Scrum Myths

‘We don’t document, we’re Agile!’ – Part 4 of the Scrum Myth-Buster Series


Posted by Ilan on August 7, 2015
I'm Ilan Goldstein and I'm a director here at AxisAgile. I'm a Certified Scrum Trainer and the author of Scrum Shortcuts Without Cutting Corners. Find out more about me or get in contact with me by using the social buttons. I also respond to comments below.

OK, back again for part four of the Scrum Myth-Buster series and this time we are entering into agile taboo territory… documentation…

So this is a major myth that I’m sure you’ve all heard before many times over, the perception being that Scrum is anti-documentation (especially detailed documentation and this is why we utilize the ole’ User Story format). Doesn’t the Agile Manifesto back up this assertion? i.e. “We prefer working software over comprehensive documentation”. Well this myth has led to one of the most common catch-cries of the infamous Agile Cowboy – we don’t document, we’re agile! Well the problem with these cowboys is the fact that they are either unaware of, or choose to ignore the important footnote inherent within the manifesto: “That is, while there is value in the items on the right, we value the items on the left more”.

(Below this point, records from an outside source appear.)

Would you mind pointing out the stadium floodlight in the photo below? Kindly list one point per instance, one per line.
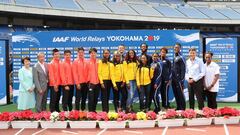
(45, 26)
(10, 25)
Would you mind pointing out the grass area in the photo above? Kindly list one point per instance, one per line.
(13, 107)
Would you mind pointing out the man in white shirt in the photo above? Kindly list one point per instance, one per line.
(211, 80)
(195, 71)
(40, 79)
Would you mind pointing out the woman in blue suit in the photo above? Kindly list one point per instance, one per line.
(26, 98)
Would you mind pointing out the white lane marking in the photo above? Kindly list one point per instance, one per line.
(19, 131)
(165, 131)
(69, 132)
(226, 129)
(39, 131)
(102, 131)
(134, 132)
(195, 129)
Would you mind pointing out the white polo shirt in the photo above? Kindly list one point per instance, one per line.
(211, 70)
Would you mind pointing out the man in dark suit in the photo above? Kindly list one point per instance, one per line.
(40, 79)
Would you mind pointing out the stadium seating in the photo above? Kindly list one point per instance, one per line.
(93, 6)
(138, 8)
(64, 4)
(36, 3)
(211, 13)
(168, 11)
(6, 1)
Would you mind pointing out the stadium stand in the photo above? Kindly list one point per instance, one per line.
(176, 12)
(36, 3)
(64, 4)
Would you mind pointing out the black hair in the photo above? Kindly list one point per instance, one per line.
(104, 60)
(155, 53)
(128, 59)
(140, 66)
(25, 58)
(54, 51)
(122, 45)
(92, 50)
(114, 61)
(67, 51)
(192, 49)
(80, 49)
(165, 49)
(178, 44)
(144, 44)
(208, 52)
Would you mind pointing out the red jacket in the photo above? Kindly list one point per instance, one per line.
(66, 73)
(80, 71)
(93, 71)
(54, 73)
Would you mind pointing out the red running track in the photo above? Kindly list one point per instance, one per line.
(185, 130)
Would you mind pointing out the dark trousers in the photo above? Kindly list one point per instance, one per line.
(179, 94)
(93, 93)
(144, 94)
(116, 96)
(105, 94)
(151, 96)
(67, 98)
(54, 99)
(196, 88)
(211, 99)
(164, 89)
(81, 94)
(156, 99)
(41, 100)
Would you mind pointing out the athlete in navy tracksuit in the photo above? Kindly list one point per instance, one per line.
(154, 64)
(178, 76)
(163, 80)
(157, 85)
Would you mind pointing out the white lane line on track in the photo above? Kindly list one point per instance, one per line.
(39, 131)
(134, 132)
(226, 129)
(165, 131)
(104, 130)
(69, 132)
(19, 131)
(195, 129)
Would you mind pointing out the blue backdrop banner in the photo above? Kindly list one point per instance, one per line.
(29, 44)
(225, 54)
(3, 87)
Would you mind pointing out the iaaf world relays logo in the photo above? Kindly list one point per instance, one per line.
(107, 38)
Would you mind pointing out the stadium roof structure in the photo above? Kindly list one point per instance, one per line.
(166, 11)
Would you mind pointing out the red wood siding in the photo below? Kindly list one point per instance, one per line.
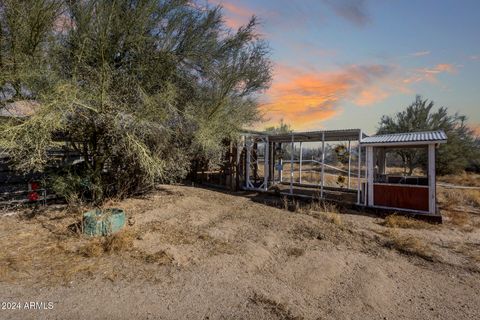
(401, 196)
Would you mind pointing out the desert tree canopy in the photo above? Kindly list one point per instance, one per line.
(454, 156)
(137, 88)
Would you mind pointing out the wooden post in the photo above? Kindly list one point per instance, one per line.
(301, 156)
(370, 175)
(349, 161)
(431, 179)
(266, 166)
(323, 163)
(291, 168)
(359, 174)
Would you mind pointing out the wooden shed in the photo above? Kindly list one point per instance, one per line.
(401, 191)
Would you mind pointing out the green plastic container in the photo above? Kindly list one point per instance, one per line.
(103, 222)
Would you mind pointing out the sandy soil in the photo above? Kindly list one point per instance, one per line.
(192, 253)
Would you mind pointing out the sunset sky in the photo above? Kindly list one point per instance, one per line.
(344, 63)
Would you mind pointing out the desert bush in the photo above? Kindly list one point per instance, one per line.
(137, 89)
(454, 156)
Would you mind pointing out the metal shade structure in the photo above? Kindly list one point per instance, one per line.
(405, 193)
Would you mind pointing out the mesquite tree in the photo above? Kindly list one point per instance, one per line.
(454, 156)
(137, 88)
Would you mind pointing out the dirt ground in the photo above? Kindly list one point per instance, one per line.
(193, 253)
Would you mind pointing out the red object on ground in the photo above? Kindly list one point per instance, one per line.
(33, 196)
(34, 185)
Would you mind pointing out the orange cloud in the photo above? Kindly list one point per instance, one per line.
(370, 95)
(308, 98)
(420, 53)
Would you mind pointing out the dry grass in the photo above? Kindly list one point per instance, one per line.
(118, 242)
(295, 252)
(463, 179)
(454, 198)
(396, 221)
(277, 309)
(409, 245)
(327, 211)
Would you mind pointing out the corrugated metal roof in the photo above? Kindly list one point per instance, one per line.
(330, 135)
(408, 137)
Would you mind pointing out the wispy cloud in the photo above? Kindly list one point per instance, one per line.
(429, 74)
(354, 11)
(420, 53)
(304, 98)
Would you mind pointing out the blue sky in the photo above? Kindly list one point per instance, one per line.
(344, 63)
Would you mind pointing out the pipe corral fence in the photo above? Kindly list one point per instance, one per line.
(347, 166)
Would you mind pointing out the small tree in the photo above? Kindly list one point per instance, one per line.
(453, 156)
(281, 128)
(137, 88)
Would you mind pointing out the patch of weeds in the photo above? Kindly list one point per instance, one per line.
(396, 221)
(409, 245)
(334, 218)
(277, 309)
(161, 257)
(303, 231)
(118, 242)
(457, 218)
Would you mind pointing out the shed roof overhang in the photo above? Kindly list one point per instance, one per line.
(409, 139)
(313, 136)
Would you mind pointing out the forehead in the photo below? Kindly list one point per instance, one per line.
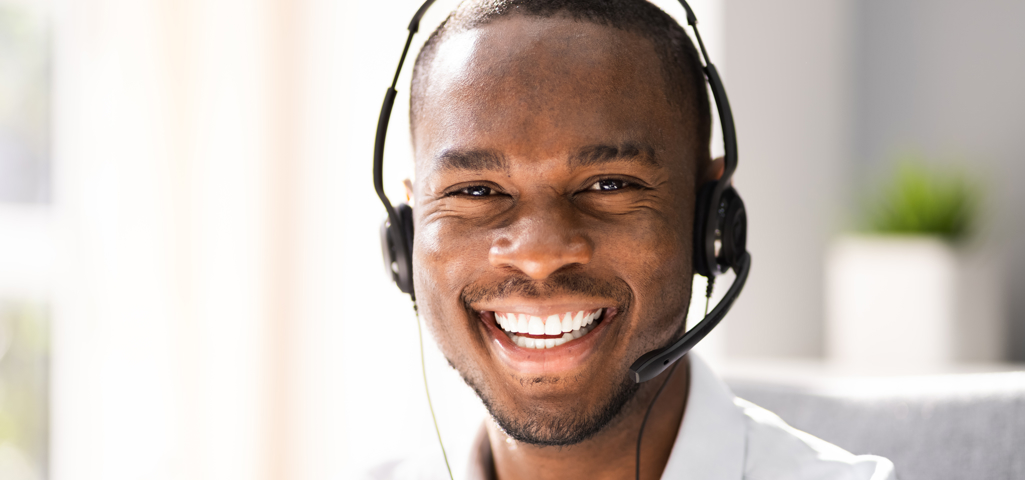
(539, 87)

What this message is telling us is that there is in fact still value in the items on the right. The point is that they instead need to be treated as a means to an end rather than as the end unto themselves. In other words, these items need to be fit for purpose to support us in the context that we’re working within.

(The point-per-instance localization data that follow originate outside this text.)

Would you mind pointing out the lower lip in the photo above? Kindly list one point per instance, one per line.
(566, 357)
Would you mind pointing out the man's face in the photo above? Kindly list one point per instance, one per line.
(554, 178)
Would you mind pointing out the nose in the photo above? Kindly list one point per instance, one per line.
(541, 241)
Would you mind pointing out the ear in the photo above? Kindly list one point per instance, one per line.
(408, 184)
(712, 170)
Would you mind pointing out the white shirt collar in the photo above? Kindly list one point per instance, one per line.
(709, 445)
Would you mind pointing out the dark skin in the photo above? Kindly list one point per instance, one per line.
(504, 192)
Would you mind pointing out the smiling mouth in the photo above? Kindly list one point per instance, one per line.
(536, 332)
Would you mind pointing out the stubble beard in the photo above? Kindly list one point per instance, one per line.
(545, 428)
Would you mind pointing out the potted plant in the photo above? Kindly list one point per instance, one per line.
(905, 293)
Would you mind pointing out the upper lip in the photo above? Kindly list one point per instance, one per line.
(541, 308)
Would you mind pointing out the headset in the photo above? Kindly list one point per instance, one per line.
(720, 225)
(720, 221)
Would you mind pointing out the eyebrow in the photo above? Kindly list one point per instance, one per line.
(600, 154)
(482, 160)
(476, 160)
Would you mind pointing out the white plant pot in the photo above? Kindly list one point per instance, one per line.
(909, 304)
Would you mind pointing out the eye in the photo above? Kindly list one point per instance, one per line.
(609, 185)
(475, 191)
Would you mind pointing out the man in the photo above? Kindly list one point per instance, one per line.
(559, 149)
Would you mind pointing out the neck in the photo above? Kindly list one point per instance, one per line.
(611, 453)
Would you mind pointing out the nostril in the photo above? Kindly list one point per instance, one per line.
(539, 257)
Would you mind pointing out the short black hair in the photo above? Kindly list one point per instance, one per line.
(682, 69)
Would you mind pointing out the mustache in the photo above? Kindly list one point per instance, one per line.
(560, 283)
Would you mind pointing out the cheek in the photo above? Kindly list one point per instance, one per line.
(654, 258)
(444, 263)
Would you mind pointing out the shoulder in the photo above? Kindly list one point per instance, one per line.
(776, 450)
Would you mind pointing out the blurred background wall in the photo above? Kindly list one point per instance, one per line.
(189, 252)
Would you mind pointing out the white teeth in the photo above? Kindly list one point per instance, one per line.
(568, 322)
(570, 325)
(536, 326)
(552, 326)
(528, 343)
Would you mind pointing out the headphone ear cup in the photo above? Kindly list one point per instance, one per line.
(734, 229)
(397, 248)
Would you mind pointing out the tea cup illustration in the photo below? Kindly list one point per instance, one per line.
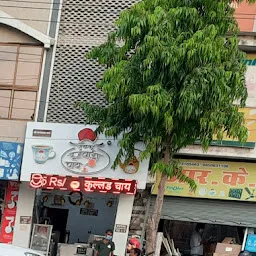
(42, 153)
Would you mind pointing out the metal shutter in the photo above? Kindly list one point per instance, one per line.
(230, 213)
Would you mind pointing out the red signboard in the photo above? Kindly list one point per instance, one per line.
(84, 184)
(9, 213)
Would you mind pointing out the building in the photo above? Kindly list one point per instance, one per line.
(225, 174)
(27, 38)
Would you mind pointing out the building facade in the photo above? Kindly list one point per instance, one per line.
(27, 40)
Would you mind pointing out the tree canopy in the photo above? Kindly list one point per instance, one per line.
(174, 74)
(174, 70)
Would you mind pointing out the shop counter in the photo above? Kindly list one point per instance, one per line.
(74, 249)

For example, if we’re a startup with three employees working in a garage, do we really need to communicate via 200 page spec documents and complicated collaboration tools? Of course not.

On the other hand lets say we’re a multinational finance organization, working with distributed teams all over the world and needing to adhere to various audit standards, then guess what? We’re going to need much more formalized documentation. In fact we’re going to need more of everything on the right hand side and that is not a bad thing or ‘anti-agile’ if it is necessary and supporting our end goal of creating working and relevant products.

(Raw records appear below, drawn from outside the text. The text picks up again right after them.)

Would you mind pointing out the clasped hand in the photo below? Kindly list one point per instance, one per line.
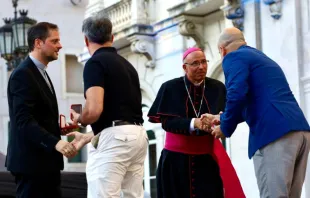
(210, 123)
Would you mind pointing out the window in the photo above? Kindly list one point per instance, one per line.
(74, 75)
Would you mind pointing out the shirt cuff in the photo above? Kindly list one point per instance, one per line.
(191, 126)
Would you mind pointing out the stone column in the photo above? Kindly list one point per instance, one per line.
(139, 14)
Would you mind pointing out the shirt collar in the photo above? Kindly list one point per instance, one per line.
(38, 63)
(188, 83)
(105, 49)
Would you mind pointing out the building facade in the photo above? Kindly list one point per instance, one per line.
(153, 34)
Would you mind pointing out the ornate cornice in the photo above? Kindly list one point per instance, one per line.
(275, 7)
(144, 45)
(188, 28)
(234, 11)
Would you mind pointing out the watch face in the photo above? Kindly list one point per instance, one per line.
(62, 121)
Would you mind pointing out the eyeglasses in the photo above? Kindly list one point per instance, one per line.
(197, 63)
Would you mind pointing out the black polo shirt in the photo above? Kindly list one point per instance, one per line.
(122, 94)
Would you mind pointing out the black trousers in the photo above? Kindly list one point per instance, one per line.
(45, 185)
(188, 176)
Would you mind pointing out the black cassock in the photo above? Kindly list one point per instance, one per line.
(182, 175)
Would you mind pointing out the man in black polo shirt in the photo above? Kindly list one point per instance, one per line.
(113, 108)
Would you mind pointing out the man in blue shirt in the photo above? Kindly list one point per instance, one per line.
(258, 93)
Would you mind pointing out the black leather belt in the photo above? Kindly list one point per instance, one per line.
(121, 122)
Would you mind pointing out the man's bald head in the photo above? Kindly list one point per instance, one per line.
(230, 40)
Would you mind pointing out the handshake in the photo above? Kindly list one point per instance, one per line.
(209, 123)
(70, 149)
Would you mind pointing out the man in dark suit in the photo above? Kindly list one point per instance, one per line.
(258, 93)
(35, 149)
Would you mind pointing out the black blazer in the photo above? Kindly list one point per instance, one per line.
(34, 129)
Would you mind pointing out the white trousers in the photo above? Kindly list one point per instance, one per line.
(280, 166)
(115, 168)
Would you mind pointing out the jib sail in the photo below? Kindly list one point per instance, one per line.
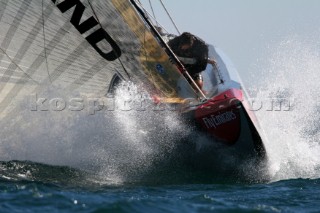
(78, 46)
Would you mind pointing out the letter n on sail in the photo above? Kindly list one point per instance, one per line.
(94, 38)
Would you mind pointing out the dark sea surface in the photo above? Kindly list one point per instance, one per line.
(62, 189)
(132, 162)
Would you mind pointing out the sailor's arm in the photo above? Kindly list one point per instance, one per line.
(212, 61)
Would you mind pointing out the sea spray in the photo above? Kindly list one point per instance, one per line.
(292, 75)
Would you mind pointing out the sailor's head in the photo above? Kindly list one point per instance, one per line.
(186, 41)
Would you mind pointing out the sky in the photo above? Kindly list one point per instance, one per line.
(243, 29)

The reality is that documentation could well form a vital part of your product. A software application is not just code and its working tests either. In many cases, there is documentation that is required for a number of potential reasons – audit requirements, support documentation and end-user documentation to name a few.

If documentation is required then we don’t shy away from it. Instead, we ascertain nice and early what is actually required for our collective team memory and ensure that it is treated just as seriously as any other element in our Definition of Done for each requirement we build.

There is a big difference between generating documentation for memory rather than using it to create an artificial perception of upfront control. Scrum in conjunction with the User Story format is not about eliminating detail and documentation. It is about getting the right level of detail at the right time.